Dan pada akhirnya, ku menemukan jawaban dari semua pertanyaan yang selama ini ku cari. Tanpa dia sadari, tanpa dia niatkan, dia telah memberiku jawaban dengan pelajaran di perjalanan ini. Tentang kehidupan, tentang tujuan, tentang kesukaan, tentang kedukaan, tentang semua yang ku selalu pertanyakan. Dan akhirnya, ku tersadar.............
Apa yang kau kejar? Apa yang kau ingin? Apa yang membuatmu hanya berdiam diri? Apa yang membuatmu tak bergerak? Mengapa harus orang lain yang membantu? Mengapa harus menunggu yang lain? Mengapa harus yang lain untuk membuatmu maju? Sudah kuduga, ku hanya mencari alasan saja bukan.

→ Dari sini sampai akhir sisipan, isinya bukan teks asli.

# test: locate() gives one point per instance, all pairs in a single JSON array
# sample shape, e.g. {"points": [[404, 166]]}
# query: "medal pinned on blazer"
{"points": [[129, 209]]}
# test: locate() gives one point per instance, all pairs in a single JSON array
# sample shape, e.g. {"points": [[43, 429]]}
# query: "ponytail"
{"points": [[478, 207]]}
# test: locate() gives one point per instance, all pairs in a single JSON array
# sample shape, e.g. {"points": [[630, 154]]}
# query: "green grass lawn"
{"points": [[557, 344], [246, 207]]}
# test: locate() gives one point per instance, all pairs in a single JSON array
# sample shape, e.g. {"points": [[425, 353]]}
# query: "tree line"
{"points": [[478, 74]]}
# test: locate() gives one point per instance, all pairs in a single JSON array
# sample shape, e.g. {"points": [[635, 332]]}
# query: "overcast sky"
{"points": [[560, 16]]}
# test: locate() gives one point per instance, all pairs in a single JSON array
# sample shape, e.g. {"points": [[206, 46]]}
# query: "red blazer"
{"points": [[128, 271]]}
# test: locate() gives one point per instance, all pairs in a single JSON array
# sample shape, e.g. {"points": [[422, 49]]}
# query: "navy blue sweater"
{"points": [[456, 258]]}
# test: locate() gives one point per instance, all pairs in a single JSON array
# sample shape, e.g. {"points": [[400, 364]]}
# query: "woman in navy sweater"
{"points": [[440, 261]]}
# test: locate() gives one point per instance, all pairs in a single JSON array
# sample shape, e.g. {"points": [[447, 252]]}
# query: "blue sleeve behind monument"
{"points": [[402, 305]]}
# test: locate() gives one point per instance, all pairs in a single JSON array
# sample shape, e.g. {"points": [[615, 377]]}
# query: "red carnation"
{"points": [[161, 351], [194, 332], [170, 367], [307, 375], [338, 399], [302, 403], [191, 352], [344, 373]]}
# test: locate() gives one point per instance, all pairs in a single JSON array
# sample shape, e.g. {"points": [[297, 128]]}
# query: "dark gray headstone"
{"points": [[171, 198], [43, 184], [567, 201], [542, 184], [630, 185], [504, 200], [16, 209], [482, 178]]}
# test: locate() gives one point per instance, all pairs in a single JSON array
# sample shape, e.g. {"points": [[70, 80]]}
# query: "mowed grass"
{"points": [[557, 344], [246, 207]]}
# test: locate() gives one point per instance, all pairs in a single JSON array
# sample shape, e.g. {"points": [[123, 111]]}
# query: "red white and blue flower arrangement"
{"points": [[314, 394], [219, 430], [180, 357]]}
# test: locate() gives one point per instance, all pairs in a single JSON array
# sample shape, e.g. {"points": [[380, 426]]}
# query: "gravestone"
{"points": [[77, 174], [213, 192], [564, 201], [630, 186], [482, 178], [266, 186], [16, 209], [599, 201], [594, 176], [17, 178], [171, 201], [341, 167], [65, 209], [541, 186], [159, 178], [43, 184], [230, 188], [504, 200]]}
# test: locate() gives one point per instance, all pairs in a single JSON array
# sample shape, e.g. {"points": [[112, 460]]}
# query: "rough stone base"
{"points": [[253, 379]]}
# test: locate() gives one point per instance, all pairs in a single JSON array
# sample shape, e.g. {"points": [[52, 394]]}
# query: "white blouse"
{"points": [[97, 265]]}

Jawabannya, semua ada didalam dirimu sendiri sa. Tak perlu orang lain, tak perlu bantuan. Karena menjadi percuma, jika tidak dimulai dari diri sendiri terlebih dahulu. Bodohnya, ku tau jawaban ini dari awal. Lalu kenapa kau terus mencari alasan sa? Tak guna! Dan akhirnya, akhirnyaaaaa! Ku tersadar untuk bergerak kembali, ku tersadar untuk maju kembali, ku tersadar untuk mulai kembali! Dengan menepiskan berbagai harapan dari yang yang lain, ku harus bangun harapanku terlebih dahulu, dibentengi niat dan kan ku hiasi dengan usaha sebagai penyempurna.
Jangan terjebak kembali di zona nyamanmu sa, ingat! Ujar siapa tak ada yang menunggumu sa? Dunia membutuhkanmu lebih, alam menginginkan kamu untuk keluar dari sini! Semesta sudah memanggil lalu melambaikan tangannya padamu sa! Mereka yang menunggumu! Berikan motivasi terhadap dirimu sendiri! Ciptakan semangat dirimu sendiri sa! Mulai dan buktikan kembali kalau kamu bisa lebih!
Seperti lagu Realita, yang dibawakan Fourtwnty.
Nafsu dulu baru logika, tinta biru tinggal cerita. Realita. Tutup mata tutup telinga, perhitungan pun tak ada. Realita.
Itulah yang terjadi, padaku, kemarin
Tanpa kulupakan, dan selalu berbalut syukur. Terhadap orang-orang yang hadir, orang-orang yang datang, orang-orang yang pergi, yang silih berganti. Selalu memberi pelajaran yang kadang tak kusadari, atau bahkan mungkin tak kuakui.
Hidup tak bisa di ukur, semesta andil didalamnya. Dan kini ku deklarasi kan, perjalanan ku dimulai, kembali.